Calculatrice épidémique : générer des modèles à multiples variables
Calculatrice épidémique

Nous avons déjà examiné la nécessité d'« aplatir la courbe » pour ne pas saturer les systèmes de santé, mais cela ne stoppe pas l'impact du COVID-19, cela l'atténue seulement. Les experts tentent encore de déterminer l'évolution de la maladie à l'avenir, et citant Bill Gates, les modèles sont aussi bons que les hypothèses qu'on y intègre. Vous aimeriez calculer un modèle avec vos propres valeurs ? Dans ce cas, visitez la calculatrice en ligne conçue par le chercheur Gabriel Goh.

Des réactions contrastées

Certains pays ont réagi à temps. D'autres, trop tard. Nous avons aussi une combinaison d'autorités fermes, délirantes, hésitantes, et même malades. Et l'économie est un point de conflit constant, car le monde se débat entre maintenir les quarantaines ou « lancer les dés » et tout relancer. Le COVID-19 nous a laissés désemparés. Maladie, leçon, avertissement. Beaucoup de choses devront changer et s'améliorer, mais avant que cela se produise, nous avons besoin de plus de détails sur l'évolution de la pandémie.

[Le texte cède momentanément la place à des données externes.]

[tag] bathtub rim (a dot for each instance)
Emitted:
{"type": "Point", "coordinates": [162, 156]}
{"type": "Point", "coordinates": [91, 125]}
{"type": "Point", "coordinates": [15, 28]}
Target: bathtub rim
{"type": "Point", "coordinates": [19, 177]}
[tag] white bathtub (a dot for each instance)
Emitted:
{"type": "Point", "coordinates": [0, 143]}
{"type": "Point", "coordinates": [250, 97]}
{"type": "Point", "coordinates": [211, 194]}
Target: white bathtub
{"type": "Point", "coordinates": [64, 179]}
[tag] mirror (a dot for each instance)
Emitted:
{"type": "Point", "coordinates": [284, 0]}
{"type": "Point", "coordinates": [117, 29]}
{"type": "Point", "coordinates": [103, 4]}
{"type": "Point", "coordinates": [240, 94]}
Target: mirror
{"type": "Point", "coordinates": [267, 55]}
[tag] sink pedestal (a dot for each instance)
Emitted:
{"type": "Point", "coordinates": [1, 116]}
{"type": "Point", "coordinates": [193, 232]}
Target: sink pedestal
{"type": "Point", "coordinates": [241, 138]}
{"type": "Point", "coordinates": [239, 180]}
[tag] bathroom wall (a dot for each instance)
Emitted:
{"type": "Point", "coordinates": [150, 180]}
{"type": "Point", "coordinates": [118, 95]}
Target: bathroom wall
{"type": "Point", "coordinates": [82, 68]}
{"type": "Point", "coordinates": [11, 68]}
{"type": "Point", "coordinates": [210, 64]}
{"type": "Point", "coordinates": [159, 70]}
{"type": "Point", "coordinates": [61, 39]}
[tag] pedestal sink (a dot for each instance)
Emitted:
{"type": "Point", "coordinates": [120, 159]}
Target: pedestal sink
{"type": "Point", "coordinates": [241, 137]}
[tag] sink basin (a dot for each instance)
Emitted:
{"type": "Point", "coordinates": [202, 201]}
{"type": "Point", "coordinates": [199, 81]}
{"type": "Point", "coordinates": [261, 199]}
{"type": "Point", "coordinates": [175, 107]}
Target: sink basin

La calculatrice épidémique de Gabriel Goh

Jusqu'ici, les chiffres (soi-disant) les plus solides proviennent de Chine, qui semble avoir trouvé un plafond pour son nombre de cas. Cependant, la situation change complètement d'une région à l'autre. En fait, parler d'un « modèle unique » est bien plus compliqué qu'il n'y paraît, pour ne pas dire impossible. C'est ici que nous rencontrons la calculatrice épidémique du chercheur Gabriel Goh, qui divise ses paramètres principaux en dynamique de transmission et dynamique clinique.

Calculatrice épidémique : générer des modèles à multiples variables
La calculatrice propose onze valeurs à modifier en temps réel

La calculatrice utilise un modèle classique d'infection appelé SEIR, d'après son acronyme «Susceptible - Exposé - Infecté - Retiré». Dans la dynamique de transmission, on peut définir la taille initiale de la population, le nombre original d'infectés, le « R0 » ou nombre d'infections secondaires que chaque infecté provoque, la période d'incubation, et le temps qu'un patient reste infectieux.

Dans la dynamique clinique, on configure le taux de mortalité, la durée de l'hospitalisation, le taux et le délai avant l'hospitalisation, le délai de récupération pour les cas bénins, et l'intervalle entre la fin de l'incubation et la mort du patient.

https://old.neoteo.com/foldinghome-ayuda-a-derrotar-al-coronavirus-con-tu-pc/

À première vue, la calculatrice peut sembler trop technique pour le grand public, mais son créateur ne se considère pas comme un expert, et l'objectif du projet est de nous aider à visualiser tous les chiffres, paramètres et projections que la presse partage quotidiennement sans contexte supplémentaire.